Red Sox stumble again, beaten in home opener by Toronto 7-5
BOSTON (AP) — The Boston Red Sox blanketed Fenway Park with pieces of the city’s championship past to welcome the newest members of their World Series title club.
It wasn’t enough to ward off another setback for a team yet to resemble the one that hoisted the trophy last year.
After getting their World Series rings that had 185 diamonds, rubies and sapphires during a ceremony that included the Super Bowl champ New England Patriots, the Red Sox fell to 3-9. A return to Fenway failed to shake the doldrums that plagued Boston during a season-opening, 11-game trip to Seattle, Oakland and Arizona. The Red Sox dropped to last place in the AL East.
“We’re not playing very right now as a team and it’s showing,” outfielder Jackie Bradley Jr. said. “It’s early and these games still count. We have to get better and get better faster.”
Red Sox sparkplug Dustin Pedroia went 1 for 4 in his first major league game since May. He played only three times last year while slowed by a knee injury.
The game also made history: It was the first big league matchup of managers born in Puerto Rico, with Toronto’s Charlie Montoyo topping Boston’s Alex Cora.
Lourdes Gurriel Jr. stole home and had an RBI single as Toronto ended a four-game losing streak. Freddy Galvis drove in two runs to back Matt Shoemaker (3-0), who allowed two earned runs in 5 2/3 innings.
Sale (0-3) never seemed comfortable and surrendered five runs and seven hits before being pulled after four innings. His velocity has been down this season — his fastball averaged 91.8 mph in this outing — and he has a 9.00 ERA after three starts.

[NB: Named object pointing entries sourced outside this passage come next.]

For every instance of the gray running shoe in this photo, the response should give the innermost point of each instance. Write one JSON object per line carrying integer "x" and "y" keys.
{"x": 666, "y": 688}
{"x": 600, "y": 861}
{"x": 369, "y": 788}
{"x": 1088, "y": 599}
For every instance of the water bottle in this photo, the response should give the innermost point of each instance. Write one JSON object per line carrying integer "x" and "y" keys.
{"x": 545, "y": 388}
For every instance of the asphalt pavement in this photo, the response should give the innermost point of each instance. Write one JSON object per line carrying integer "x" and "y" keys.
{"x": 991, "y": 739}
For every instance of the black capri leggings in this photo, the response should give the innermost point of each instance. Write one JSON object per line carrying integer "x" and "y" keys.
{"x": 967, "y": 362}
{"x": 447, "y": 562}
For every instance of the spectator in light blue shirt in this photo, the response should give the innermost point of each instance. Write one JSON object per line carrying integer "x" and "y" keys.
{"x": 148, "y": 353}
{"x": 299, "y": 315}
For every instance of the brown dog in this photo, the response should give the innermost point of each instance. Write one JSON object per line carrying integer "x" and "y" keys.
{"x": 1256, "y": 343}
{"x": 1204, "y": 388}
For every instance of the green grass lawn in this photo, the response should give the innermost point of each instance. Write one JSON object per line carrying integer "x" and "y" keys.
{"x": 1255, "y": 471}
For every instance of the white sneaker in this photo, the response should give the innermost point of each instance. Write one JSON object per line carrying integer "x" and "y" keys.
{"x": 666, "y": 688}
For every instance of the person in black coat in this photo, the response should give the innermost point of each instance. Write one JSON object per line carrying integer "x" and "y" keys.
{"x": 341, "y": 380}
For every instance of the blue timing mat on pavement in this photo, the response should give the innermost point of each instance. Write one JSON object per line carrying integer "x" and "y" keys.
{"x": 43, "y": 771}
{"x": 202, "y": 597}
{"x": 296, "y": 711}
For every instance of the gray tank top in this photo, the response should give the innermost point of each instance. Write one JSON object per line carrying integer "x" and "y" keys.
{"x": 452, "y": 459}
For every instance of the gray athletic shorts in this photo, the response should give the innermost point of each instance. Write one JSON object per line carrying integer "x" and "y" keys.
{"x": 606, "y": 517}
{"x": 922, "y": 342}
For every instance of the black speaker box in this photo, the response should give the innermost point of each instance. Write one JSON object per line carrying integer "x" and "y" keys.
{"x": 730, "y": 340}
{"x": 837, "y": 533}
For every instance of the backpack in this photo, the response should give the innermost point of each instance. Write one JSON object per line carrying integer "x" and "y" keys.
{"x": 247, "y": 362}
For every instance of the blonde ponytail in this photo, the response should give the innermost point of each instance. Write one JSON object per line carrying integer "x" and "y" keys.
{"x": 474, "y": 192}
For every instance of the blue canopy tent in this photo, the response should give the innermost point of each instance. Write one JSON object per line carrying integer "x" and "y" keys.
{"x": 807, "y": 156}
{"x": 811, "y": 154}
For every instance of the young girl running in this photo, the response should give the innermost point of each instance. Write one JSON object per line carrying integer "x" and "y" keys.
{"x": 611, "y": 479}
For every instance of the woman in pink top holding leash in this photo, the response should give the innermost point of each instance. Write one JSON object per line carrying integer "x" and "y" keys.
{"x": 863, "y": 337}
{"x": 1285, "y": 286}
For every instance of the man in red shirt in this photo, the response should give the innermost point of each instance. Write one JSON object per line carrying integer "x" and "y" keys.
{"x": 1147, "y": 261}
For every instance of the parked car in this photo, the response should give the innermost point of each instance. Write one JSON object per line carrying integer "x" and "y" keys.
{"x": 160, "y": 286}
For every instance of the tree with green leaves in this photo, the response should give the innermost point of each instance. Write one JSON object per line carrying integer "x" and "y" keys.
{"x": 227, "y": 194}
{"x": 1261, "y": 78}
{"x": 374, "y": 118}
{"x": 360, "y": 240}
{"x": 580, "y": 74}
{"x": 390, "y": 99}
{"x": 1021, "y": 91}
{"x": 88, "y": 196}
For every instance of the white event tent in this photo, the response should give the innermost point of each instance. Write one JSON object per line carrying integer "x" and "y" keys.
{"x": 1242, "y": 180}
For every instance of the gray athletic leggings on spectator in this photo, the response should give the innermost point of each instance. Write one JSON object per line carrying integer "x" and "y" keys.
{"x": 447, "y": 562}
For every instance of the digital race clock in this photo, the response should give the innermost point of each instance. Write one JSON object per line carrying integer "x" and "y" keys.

“I’m struggling and I don’t know if I’ve really pitched like this in my life,” Sale said. “It’s a tough spot to be in. But I’ve got guys up here fighting and I’ve got to keep fighting. There’s no giving up. If something’s not working you gotta go to something else. When that’s not working you got to go something else.”
Sale’s day hit a low point in the fourth, after Danny Jansen scored on a passed ball. Gurriel kept extending his lead off third as Sale went into a full windup, then broke for the plate. Gurriel easily scored when Sale’s pitch was wide and went to the backstop, making it 5-2.
The Red Sox put their first two batters on base in the ninth against Ken Giles. But pinch-hitter Blake Swihart and Andrew Benintendi flied out and, with most of the crowd standing on a chilly afternoon and chanting for Betts, the AL MVP struck out and gave Giles his third save.
While the loss spoiled the Red Sox’s celebration, Cora said it hasn’t affected their resolve to turn their poor start around.
“Now we got our rings and now we got to get back to playing good baseball,” Cora said.
Blue Jays: C Luke Maile and INF Justin Smoak both sat with neck issues. Smoak missed two of Toronto’s three games in Cleveland last week due to the issue, which appeared again before the series finale.
Red Sox: Cora said LHP Brian Johnson (left elbow inflammation) went through some testing and that the injury is not as bad as originally thought. “At one point, we thought it was the end of the season. It’s not that,” Cora said. But there is still no timetable for his return
The Red Sox pulled out all the stops to celebrate their latest title.
While being serenaded by the Boston Pops orchestra giving a rendition of Queen’s “We Are the Champions,” a giant banner honoring the 2018 champions was unfurled in front of the Green Monster.
Pedro Martinez, Mike Lowell and David Ortiz carried out the 2004, ’07 and ’13 trophies. Then the 2018 team began filing down the red carpet to collect the championship rings. Cora led the coaching staff and David Price was the first player to receive one.
Also taking part in the ceremony were former Red Sox Manny Ramirez and Curt Schilling, who have been absent from previous commemorations.
Cora and Montoyo became the first pair of Puerto Rican-born managers to face each other in a major league game.
“It was a special moment,” Montoyo said.
Cora said it is yet another promising milestone for managers with Puerto Rican ties getting opportunities in Major League Baseball. Nationals manager Dave Martinez was born in New York to Puerto Rican parents.
“At one point before I got hired here we had no Puerto Rican managers,” Cora said. “And all of a sudden we have three out of 30. That’s a pretty good rate.”
Red Sox host Blue Jays again on Wednesday night.